Impeach or investigate? Democrats see no reason to choose

WASHINGTON (AP) — Whatever happens next, don’t call it impeachment.

House Democrats have been careful not to rush to impeachment proceedings against President Donald Trump in the aftermath of Robert Mueller’s report, despite calls to do so by high-profile lawmakers and 2020 presidential contenders. But as Congress resumed Monday, the Democratic oversight and investigations agenda is starting to look a lot like the groundwork that would be needed to launch an impeachment inquiry. At some point, it’s a political difference rather than a practical one.

“I don’t think there’s a magical moment at which proceedings become ‘really’ impeachment proceedings,” said Cornell Law School professor Josh Chafetz.

The Judiciary Committee is scheduled to hear testimony from Attorney General William Barr on Thursday, despite resistance from the administration. The Oversight Committee has reached an agreement with the White House for testimony this week on security clearances. The Intelligence Committee is probing Trump’s financial dealings. And the Ways & Means Committee is pursuing Trump’s tax returns.

“The House has such broad oversight powers that it really doesn’t matter whether they’re geared toward impeachment, toward legislating, toward overseeing the functioning of the executive branch, etc.,” Chafetz said. “At the end of the day, for the purposes of the powers available to the House, I don’t think it makes much of a difference whether they use the word ‘impeachment’ or not.”

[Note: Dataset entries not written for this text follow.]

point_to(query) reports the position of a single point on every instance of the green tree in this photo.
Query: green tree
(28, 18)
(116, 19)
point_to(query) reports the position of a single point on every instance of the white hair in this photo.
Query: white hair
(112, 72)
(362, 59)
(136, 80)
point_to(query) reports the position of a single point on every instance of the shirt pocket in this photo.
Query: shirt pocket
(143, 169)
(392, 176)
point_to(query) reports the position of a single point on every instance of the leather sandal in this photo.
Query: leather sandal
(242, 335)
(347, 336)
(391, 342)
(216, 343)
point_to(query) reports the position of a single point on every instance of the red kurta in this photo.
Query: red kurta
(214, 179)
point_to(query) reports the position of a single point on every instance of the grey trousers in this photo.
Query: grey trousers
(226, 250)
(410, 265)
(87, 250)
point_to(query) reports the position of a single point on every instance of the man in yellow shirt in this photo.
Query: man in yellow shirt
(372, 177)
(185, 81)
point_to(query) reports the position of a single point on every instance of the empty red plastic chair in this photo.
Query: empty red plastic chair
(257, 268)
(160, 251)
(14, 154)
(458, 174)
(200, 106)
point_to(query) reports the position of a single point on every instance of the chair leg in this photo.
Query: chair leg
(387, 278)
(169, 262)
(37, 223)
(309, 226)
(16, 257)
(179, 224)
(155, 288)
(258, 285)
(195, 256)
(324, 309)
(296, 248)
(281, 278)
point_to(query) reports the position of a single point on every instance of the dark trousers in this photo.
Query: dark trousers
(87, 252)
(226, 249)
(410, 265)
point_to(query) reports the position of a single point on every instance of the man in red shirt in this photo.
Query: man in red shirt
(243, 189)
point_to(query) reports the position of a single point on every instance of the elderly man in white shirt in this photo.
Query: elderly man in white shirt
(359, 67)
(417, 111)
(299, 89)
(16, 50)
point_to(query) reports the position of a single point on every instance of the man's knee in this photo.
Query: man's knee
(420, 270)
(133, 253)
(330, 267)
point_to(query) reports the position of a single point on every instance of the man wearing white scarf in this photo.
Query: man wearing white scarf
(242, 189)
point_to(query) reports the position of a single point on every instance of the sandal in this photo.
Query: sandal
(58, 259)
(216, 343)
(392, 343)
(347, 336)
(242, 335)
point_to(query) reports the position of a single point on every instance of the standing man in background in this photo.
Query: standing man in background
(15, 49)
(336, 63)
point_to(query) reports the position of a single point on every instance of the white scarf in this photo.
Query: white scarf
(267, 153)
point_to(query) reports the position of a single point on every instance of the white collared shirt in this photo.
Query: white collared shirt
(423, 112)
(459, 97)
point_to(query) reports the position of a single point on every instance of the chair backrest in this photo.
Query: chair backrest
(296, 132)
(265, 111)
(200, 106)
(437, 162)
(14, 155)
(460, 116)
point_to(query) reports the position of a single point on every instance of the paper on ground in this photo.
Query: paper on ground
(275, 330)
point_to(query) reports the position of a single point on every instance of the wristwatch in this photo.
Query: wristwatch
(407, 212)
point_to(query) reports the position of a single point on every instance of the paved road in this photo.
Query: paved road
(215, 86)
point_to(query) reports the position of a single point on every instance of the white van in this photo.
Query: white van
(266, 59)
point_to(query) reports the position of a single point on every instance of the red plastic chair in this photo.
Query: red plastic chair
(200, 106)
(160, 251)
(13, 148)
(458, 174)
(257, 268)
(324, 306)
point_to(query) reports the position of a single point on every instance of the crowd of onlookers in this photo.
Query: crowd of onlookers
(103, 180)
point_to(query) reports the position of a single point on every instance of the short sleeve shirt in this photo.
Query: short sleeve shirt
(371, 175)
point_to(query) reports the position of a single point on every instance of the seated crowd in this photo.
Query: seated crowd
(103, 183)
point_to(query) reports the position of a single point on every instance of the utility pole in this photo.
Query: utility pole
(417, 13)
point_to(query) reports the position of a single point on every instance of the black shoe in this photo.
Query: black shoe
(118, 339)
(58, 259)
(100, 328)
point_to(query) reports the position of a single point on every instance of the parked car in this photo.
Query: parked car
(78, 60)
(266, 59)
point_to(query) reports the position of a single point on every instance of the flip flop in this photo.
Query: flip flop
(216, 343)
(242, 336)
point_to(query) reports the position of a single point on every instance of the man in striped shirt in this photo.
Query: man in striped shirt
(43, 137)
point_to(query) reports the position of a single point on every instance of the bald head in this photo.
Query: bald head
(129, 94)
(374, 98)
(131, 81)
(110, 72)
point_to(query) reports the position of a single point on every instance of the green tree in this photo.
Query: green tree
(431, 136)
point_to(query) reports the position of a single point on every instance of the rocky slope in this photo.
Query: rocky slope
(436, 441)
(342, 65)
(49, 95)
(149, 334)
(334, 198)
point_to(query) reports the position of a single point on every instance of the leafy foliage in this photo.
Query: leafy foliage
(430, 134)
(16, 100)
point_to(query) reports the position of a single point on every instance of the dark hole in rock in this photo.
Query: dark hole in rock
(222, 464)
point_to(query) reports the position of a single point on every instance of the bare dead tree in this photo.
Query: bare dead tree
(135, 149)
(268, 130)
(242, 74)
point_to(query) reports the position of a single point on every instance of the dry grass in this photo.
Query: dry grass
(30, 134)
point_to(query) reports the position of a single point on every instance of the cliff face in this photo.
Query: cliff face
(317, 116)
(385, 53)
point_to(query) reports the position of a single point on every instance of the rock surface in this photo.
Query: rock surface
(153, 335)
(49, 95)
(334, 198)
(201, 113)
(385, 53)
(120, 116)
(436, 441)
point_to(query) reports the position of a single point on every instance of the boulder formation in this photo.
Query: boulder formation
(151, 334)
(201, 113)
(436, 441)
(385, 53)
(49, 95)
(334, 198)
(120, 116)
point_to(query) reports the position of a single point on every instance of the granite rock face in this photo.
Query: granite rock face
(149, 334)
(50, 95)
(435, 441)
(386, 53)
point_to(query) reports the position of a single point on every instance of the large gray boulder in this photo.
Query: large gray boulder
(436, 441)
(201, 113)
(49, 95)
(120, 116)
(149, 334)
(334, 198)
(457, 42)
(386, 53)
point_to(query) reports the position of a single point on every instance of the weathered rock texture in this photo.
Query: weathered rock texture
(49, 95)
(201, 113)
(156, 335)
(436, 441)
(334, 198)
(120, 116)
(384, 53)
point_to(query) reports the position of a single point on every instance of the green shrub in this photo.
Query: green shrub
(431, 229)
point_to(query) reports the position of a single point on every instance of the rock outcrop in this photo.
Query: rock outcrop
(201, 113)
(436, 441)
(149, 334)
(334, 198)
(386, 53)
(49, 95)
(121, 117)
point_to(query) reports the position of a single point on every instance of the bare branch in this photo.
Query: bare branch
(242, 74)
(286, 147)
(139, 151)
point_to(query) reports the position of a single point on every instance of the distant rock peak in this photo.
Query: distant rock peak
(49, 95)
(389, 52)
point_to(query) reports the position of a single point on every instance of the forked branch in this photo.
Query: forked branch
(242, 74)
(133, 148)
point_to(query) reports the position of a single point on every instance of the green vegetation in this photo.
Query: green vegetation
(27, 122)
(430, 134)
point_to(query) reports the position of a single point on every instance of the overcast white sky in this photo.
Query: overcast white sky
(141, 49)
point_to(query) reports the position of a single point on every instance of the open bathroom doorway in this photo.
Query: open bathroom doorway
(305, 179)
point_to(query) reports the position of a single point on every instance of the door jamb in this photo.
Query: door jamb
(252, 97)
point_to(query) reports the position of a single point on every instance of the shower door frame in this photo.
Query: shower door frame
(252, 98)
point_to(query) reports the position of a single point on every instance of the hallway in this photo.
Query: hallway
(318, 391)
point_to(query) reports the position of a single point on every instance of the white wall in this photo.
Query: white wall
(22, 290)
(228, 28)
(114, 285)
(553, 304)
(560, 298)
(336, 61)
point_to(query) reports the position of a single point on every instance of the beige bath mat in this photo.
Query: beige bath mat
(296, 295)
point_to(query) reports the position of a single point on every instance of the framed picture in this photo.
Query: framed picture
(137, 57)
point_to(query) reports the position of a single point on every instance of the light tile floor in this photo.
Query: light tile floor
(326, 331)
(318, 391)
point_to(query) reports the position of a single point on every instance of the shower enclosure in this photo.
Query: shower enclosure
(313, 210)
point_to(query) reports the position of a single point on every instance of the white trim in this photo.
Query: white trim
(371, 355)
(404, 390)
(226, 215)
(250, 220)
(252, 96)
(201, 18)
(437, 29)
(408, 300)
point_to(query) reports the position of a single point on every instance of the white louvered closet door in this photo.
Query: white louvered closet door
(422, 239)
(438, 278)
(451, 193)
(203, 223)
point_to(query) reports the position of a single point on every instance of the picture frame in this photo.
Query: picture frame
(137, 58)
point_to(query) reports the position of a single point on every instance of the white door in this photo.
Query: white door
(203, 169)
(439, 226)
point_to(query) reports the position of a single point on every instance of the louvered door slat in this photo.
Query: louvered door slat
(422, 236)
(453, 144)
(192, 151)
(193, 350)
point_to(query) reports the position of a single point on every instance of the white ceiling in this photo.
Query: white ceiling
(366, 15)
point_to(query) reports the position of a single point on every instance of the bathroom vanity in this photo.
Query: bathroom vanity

House Speaker Nancy Pelosi has insisted the door is neither open nor closed to impeachment. Instead, she says, Congress is taking a step-by-step approach in exerting its role as a check on the executive branch. It will lead wherever it leads, and the public can decide.

While Republicans and others in Washington are ready to move on from the report from special counsel Robert Mueller, Democrats in Congress are still fighting to see it. The Judiciary Committee chairman, Rep. Jerrold Nadler, D-N.Y., subpoenaed for a full and un-redacted copy of the 400-page report, and its underlying materials. He also wants Mueller to testify before the panel by May 21.

Pelosi suggests that Congress will have more to say on impeachment after lawmakers — and the American public — digests the findings of the two-year probe of Russian interference in the 2016 election and possible obstruction by Trump.

“In every way he is unfit to be the president of the United States,” Pelosi said in an interview with The Associated Press earlier this month. “Does that make it — is that an impeachable offense? Well it depends on what we see in the report.”

Pelosi says she sets a “very high bar for impeachment because I think it’s very divisive in the country.”

In many ways, House Democrats are trying to have it both ways — pursuing the investigations that could serve as a prelude to impeachment proceedings without taking the politically fraught step of calling it impeachment.

The balancing act reflects recent polling that shows Americans are interested in getting more information, but also split. A poll showed that even with the Mueller probe complete, 53% said Congress should continue to investigate Trump’s ties with Russia, while 45% said Congress should not.